BOTTE TRA EURODEPUTATI DELL’UKIP: WOOLFE RICOVERATO IN GRAVI CONDIZIONI
L’ESPONENTE BRITANNICO COLPITO ALLA TESTA DA UN COLLEGA DEL SUO STESSO PARTITO, POSSIBILE EMORRAGIA CEREBRALE
La crisi nel partito britannico Ukip si aggiunge di un capitolo drammatico. L’eurodeputato Steven Woolfe, che puntava a guidare la formazione euroscettica dopo le dimissioni di Nigel Farage, è ora ricoverato in ospedale a Strasburgo dopo una rissa con un collega di partito e, dalle primissime indiscrezioni, sarebbe «in pericolo di vita».

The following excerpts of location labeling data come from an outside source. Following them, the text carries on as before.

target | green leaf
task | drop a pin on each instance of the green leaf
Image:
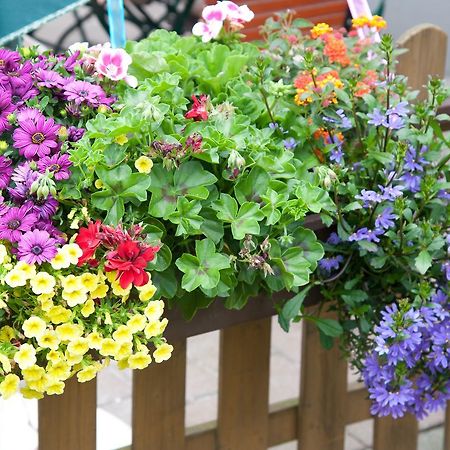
(243, 221)
(423, 262)
(204, 269)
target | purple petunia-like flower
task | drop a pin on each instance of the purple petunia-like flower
(330, 264)
(36, 138)
(407, 371)
(385, 219)
(16, 221)
(6, 108)
(6, 170)
(87, 93)
(36, 247)
(57, 164)
(369, 197)
(289, 143)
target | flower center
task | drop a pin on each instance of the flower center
(54, 168)
(13, 224)
(36, 249)
(37, 138)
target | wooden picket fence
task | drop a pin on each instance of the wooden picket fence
(246, 421)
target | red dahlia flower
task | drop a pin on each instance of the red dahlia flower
(88, 240)
(199, 110)
(130, 260)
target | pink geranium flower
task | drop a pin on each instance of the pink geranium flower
(113, 63)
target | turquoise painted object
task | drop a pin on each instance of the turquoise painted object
(116, 20)
(21, 17)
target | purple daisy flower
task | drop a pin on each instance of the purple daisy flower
(36, 247)
(15, 222)
(75, 134)
(6, 170)
(385, 219)
(6, 108)
(49, 79)
(28, 114)
(57, 164)
(9, 60)
(43, 208)
(84, 92)
(36, 138)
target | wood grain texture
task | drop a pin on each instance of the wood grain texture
(323, 394)
(243, 416)
(398, 434)
(69, 421)
(158, 403)
(427, 49)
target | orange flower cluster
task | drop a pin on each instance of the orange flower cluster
(320, 29)
(306, 86)
(336, 49)
(366, 84)
(374, 22)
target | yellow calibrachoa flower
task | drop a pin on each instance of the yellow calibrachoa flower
(88, 308)
(137, 323)
(58, 314)
(87, 374)
(100, 292)
(26, 356)
(3, 254)
(33, 373)
(73, 252)
(109, 347)
(34, 327)
(16, 278)
(5, 362)
(42, 283)
(75, 297)
(95, 340)
(56, 387)
(144, 164)
(154, 310)
(28, 269)
(31, 394)
(7, 333)
(9, 385)
(89, 281)
(69, 331)
(71, 283)
(78, 346)
(139, 360)
(163, 353)
(59, 370)
(123, 334)
(54, 356)
(124, 351)
(146, 292)
(48, 339)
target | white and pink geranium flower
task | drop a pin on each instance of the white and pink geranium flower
(215, 16)
(113, 63)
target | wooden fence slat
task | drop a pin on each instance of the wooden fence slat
(158, 403)
(398, 434)
(244, 386)
(69, 421)
(323, 394)
(427, 48)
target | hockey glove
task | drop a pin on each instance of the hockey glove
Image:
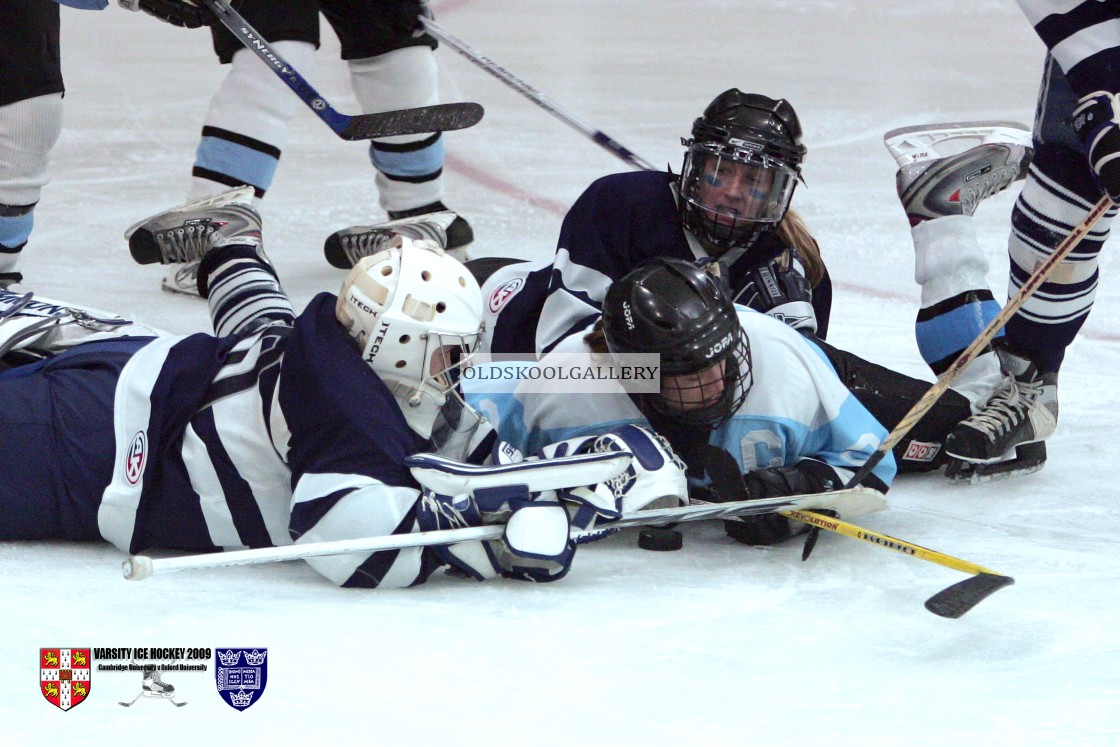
(535, 545)
(655, 476)
(184, 13)
(806, 476)
(784, 295)
(1097, 122)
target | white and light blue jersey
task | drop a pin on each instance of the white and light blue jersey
(796, 408)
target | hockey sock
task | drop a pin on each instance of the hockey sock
(246, 124)
(409, 168)
(243, 290)
(1057, 195)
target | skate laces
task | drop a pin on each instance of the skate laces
(1007, 408)
(185, 243)
(363, 244)
(977, 192)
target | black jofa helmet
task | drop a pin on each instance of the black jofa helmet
(679, 310)
(740, 168)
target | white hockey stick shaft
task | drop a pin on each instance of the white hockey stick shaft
(596, 136)
(140, 567)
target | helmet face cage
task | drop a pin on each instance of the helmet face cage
(733, 192)
(449, 353)
(707, 398)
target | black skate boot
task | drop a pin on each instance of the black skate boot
(1007, 433)
(343, 249)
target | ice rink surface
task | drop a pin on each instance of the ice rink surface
(716, 644)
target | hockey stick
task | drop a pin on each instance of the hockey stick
(1039, 276)
(852, 502)
(952, 601)
(361, 127)
(598, 137)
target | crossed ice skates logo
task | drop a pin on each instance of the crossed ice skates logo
(152, 685)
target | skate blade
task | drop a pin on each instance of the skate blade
(171, 288)
(923, 142)
(241, 195)
(1024, 459)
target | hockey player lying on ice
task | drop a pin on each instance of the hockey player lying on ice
(730, 204)
(280, 428)
(752, 407)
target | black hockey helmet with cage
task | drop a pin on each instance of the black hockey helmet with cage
(740, 169)
(681, 313)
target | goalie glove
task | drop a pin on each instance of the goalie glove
(184, 13)
(1097, 122)
(654, 478)
(535, 545)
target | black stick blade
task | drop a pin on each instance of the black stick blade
(963, 596)
(412, 121)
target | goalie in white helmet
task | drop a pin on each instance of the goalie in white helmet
(416, 315)
(280, 429)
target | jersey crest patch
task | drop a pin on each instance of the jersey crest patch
(136, 458)
(922, 451)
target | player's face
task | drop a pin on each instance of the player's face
(730, 189)
(689, 392)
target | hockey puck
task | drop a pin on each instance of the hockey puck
(660, 540)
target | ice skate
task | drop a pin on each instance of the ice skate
(186, 233)
(1007, 435)
(343, 249)
(949, 168)
(459, 232)
(154, 687)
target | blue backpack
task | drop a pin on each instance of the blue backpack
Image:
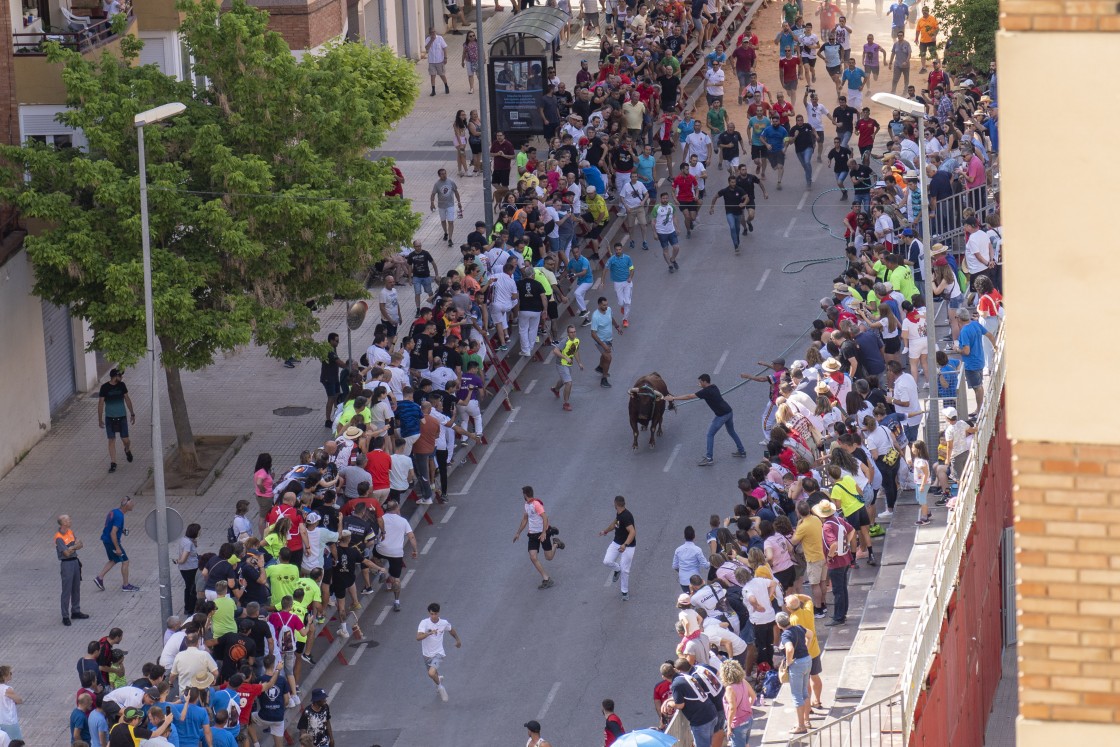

Secondo alcune fonti citate da Skynews la botta ricevuta in testa potrebbe avergli provocato un’emorragia cerebrale, ma il collega di partito Nathan Gill avrebbe invece riferito che Woolfe è cosciente e non in pericolo di vita.
Pare che Woolfe sia stato colpito alla testa da un compagno di partito — forse con un pugno o addirittura con un oggetto di metallo – durante una lite scattata nel corso di una riunione al parlamento di Strasburgo verso le 12.20.
Una trentina di minuti dopo, avrebbe avuto un malore nei corridoi del parlamento europeo di Strasburgo e si sarebbe accasciato al suolo.
Woolfe, 49 anni proprio oggi, aveva cercato di candidarsi alla guida dello Ukip dopo le dimissioni di Nigel Farage, suo storico rivale.
Ma il partito aveva cercato di fare quadrato contro di lui e la candidatura non era stata accettata per un cavillo burocratico, visto che era stata presentata con un quarto d’ora di ritardo dalla scadenza.
Dopo le inattese dimissioni di Diane James, aveva annunciato di volersi ripresentare e forse potrebbe essere proprio questo uno dei motivi della lite con i colleghi di partito.
Voci, non ancora confermate, dicono che a colpire Woolfe sarebbe stato il collega di partito Mike Hookem.
Secondo il Daily Mail, a far scattare la rissa sarebbe stata una battuta di Woolfe, che ha espresso apprezzamenti per la politica di Theresa May e ha annunciato – scherzando — di voler passare con i Tories.
A quel punto sarebbe scattato il battibecco con Hookem e Wolfe, togliendosi la giacca con un gesto di sfida, gli avrebbe detto: «Risolviamo la questione fuori».